A Marioupol, (sud-est), ville où de violents affrontements entre forces ukrainiennes et pro-russes ont fait plusieurs morts cette semaine, des centaines de personnes ont fait la queue.

En revanche, dans la ville de Svatove (20.000 habitants), proche de Lougansk, le maire Evguen Rybalko a refusé d'organiser le référendum, bien que des dizaines d'hommes armés lui aient rendu visite à deux reprises pour tenter de l'en convaincre.

"Mon devoir est de faire respecter la loi ukrainienne. La population doit exprimer son opinion dans un cadre légal. Ce n'est pas le cas pour ce +référendum+", a-t-il expliqué à l'AFP.

Le ministère ukrainien des Affaires étrangères a rappelé que, selon un récent sondage de l'institut Pew Research Center, 70% des habitants de l'Est étaient favorables à l'unité de l'Ukraine.

"Le problème est que la grande majorité des vrais patriotes ukrainiens et des partisans d'une Ukraine unie font l'objet d'intimidations de la part des groupes terroristes pro-russes", a-t-il souligné.

"Les résultats des référendums factices dans l'est de l'Ukraine seront probablement faux", a renchéri le ministre suédois des Affaires étrangères, Carl Bildt.
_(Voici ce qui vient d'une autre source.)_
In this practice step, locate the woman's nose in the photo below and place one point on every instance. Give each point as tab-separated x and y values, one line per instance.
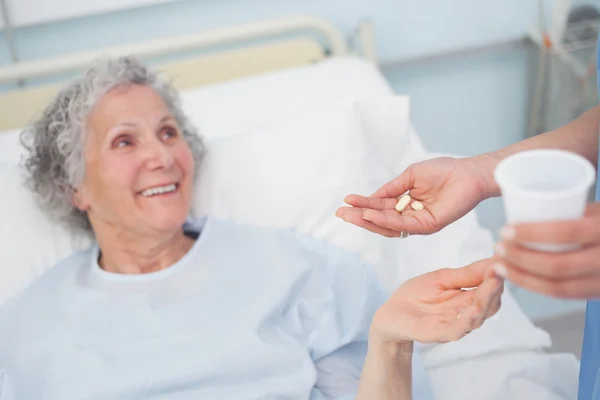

- Scénario similaire à la Crimée -

La crainte de Kiev et des Occidentaux face à ce scrutin est de voir se reproduire un scénario similaire à celui qui a abouti en mars au rattachement de la Crimée à la Russie, plongeant l'Occident et la Russie dans leur pire crise depuis la fin de la Guerre froide.
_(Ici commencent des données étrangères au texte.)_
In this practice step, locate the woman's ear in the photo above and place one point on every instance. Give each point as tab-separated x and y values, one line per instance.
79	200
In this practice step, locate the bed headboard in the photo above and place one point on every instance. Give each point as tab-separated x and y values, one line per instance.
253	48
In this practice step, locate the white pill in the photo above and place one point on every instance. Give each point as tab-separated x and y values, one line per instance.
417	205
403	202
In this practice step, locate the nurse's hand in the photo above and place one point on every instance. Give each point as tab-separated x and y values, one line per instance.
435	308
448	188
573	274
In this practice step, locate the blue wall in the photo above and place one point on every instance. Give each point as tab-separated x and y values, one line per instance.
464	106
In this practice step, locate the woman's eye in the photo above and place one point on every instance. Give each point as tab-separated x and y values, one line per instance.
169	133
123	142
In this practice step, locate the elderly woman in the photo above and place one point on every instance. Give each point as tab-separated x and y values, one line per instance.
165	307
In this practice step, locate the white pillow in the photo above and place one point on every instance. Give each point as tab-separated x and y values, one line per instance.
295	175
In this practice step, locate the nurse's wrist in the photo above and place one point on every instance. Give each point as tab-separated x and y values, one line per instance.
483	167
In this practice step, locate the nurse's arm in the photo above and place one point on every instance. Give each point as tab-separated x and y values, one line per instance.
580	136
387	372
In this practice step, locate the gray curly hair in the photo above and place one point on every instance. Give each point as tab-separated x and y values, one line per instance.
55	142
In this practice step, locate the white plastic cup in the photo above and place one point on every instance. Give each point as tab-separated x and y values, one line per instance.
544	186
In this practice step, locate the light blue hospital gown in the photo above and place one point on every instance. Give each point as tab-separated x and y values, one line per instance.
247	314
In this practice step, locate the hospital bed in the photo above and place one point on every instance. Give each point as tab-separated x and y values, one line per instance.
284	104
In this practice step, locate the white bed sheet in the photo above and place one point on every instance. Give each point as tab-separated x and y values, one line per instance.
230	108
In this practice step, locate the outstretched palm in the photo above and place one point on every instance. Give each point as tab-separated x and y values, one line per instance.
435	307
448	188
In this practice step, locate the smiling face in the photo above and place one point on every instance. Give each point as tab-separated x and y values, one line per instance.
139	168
Les grandes puissances ont déjà adopté ces dernières semaines des sanctions contre la Russie et menacent de les étendre si la présidentielle n'a pas lieu.

Les "prétendus référendums étaient illégaux et nous ne reconnaissons pas leurs résultats", a fait savoir dimanche la porte-parole du chef de la diplomatie européenne, Catherine Ashton, à la veille d'une visite à Kiev du président du Conseil européen, Herman Van Rompuy.

Le président français François Hollande a lui aussi rejeté les "vraies-fausses" consultations des rebelles. "Ce qui va compter à mes yeux, la seule élection qui vaudra, c'est celle du 25 mai, l'élection qui va permettre de désigner le président de toute l'Ukraine", a-t-il ajouté.

De source diplomatique française, on indique qu'une réunion entre Ukrainiens -autorités de Kiev et pro-russes- pourrait par ailleurs avoir lieu dès mercredi en Ukraine sous l'égide de l'Organisation pour la sécurité et la coopération en Europe (OSCE).

D'ici là, une réunion de ministres européens des Affaires étrangères devait se tenir lundi à Bruxelles, qui pourrait déboucher sur de nouvelles sanctions contre la Russie. Une réunion d'experts de l'UE, de Russie et d'Ukraine concernant la sécurité de l'approvisionnement de l'Ukraine et de l'UE en gaz russe est également prévue.

Selon le secrétaire américain à la Défense, Chuck Hagel, la Russie n'a toujours pas retiré ses troupes massées à la frontière avec l'Ukraine en dépit de promesses en ce sens.